Introduction to Romans
Paul’s epistle to the Romans, though not the first written, has always been placed first among the epistles in the New Testament canon. It is the longest of his epistles and probably his most important, at least in terms of formal doctrinal and theological content.
Essentially no one questions its Pauline authorship. Paul claims to be its writer (Romans 1:1) and there are so many personal identifying correlations throughout the epistle, both with the account of his travels in Acts and with the other Pauline letters, that it could hardly have been forged by anyone else. He evidently wrote it during the three months he stayed in Corinth while on his third missionary journey (Acts 20:3). He was planning to send the letter by Phoebe, who was a member and faithful worker in the Corinthian church (Romans 16:1), living in the Corinthian suburb called Cenchrea.
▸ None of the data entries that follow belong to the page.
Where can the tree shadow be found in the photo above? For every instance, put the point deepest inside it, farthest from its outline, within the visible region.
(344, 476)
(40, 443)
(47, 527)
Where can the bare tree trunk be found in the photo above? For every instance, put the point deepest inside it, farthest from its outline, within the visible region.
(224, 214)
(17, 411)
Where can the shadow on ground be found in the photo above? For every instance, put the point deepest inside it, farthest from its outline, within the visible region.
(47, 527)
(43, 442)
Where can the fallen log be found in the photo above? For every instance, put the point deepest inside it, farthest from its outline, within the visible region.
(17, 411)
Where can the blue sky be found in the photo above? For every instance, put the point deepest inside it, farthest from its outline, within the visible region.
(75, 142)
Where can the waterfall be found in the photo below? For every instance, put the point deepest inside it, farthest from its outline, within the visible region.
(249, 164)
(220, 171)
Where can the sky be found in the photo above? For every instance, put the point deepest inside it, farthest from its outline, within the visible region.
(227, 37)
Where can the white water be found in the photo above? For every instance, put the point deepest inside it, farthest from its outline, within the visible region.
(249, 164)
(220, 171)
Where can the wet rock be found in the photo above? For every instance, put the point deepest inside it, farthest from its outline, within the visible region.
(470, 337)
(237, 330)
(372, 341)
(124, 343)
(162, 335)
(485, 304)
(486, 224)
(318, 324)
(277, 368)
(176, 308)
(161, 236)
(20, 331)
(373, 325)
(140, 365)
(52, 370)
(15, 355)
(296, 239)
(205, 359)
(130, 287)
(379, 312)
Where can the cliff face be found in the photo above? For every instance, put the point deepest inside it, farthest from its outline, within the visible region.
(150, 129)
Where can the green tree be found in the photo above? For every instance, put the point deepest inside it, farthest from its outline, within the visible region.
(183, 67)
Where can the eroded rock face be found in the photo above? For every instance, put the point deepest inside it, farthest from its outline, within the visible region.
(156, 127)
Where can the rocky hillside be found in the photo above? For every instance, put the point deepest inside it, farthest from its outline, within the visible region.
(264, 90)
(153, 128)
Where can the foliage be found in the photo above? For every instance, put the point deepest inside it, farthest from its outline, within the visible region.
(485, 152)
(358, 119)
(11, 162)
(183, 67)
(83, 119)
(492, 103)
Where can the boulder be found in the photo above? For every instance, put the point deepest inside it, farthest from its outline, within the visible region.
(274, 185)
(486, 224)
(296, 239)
The time of writing was just before his last trip to Jerusalem, where he was planning to bring his gift from the Gentile churches to the impoverished Jewish believers there (Romans 15:25-27). He planned to go to Rome after that, and eventually to Spain, and this letter was intended to prepare the Roman Christians for his coming.
Unlike most of the other churches to whom he wrote epistles, Paul was not the founder of the Roman church. This, perhaps, was one of the reasons he felt it necessary to write such a full doctrinal treatise in his letter to the believers there. No mention is made of the Apostle Peter, for he had not yet come to Rome at this time, and was probably still living in Babylon (I Peter 5:13). Paul mentioned many of the Roman Christians by name (Romans 16:1-23), some of whom he had already met before they moved to Rome (e.g., Priscilla and Aquila), and it is inconceivable that he would not have mentioned Peter, if Peter had actually founded the church (or churches) at Rome, as some have claimed.
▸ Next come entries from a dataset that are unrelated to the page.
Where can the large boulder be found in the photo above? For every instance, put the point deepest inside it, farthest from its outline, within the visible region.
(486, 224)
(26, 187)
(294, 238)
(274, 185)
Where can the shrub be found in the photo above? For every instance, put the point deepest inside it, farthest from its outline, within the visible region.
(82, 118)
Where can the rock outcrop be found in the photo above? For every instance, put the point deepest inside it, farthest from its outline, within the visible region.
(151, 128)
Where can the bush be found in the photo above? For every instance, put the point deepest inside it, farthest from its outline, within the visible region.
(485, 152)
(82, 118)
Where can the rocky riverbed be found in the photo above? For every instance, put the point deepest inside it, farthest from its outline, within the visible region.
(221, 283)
Actually, no one knows who first carried the Gospel to Rome; possibly it was some of the Jews who had come from Rome to Jerusalem for the observance of Pentecost and who were converted before returning to Rome (Acts 2:10). Since Peter was the preacher at Pentecost when they were baptized (Acts 2:14-40), this may have been the real source of the otherwise unsound tradition that Peter started the church at Rome.
There were certainly both Jews and Gentiles in the churches (perhaps about four) at Rome to whom Paul’s epistle was addressed. The book of Romans contains about sixty quotations from the Old Testament Scriptures, as well as extensive doctrinal sections concerning the place of the Jews in God’s plan (especially Romans 9–11), yet it obviously also is addressed to Gentiles (e.g., Romans 11:13). The date of writing was between A.D. 56 and 60.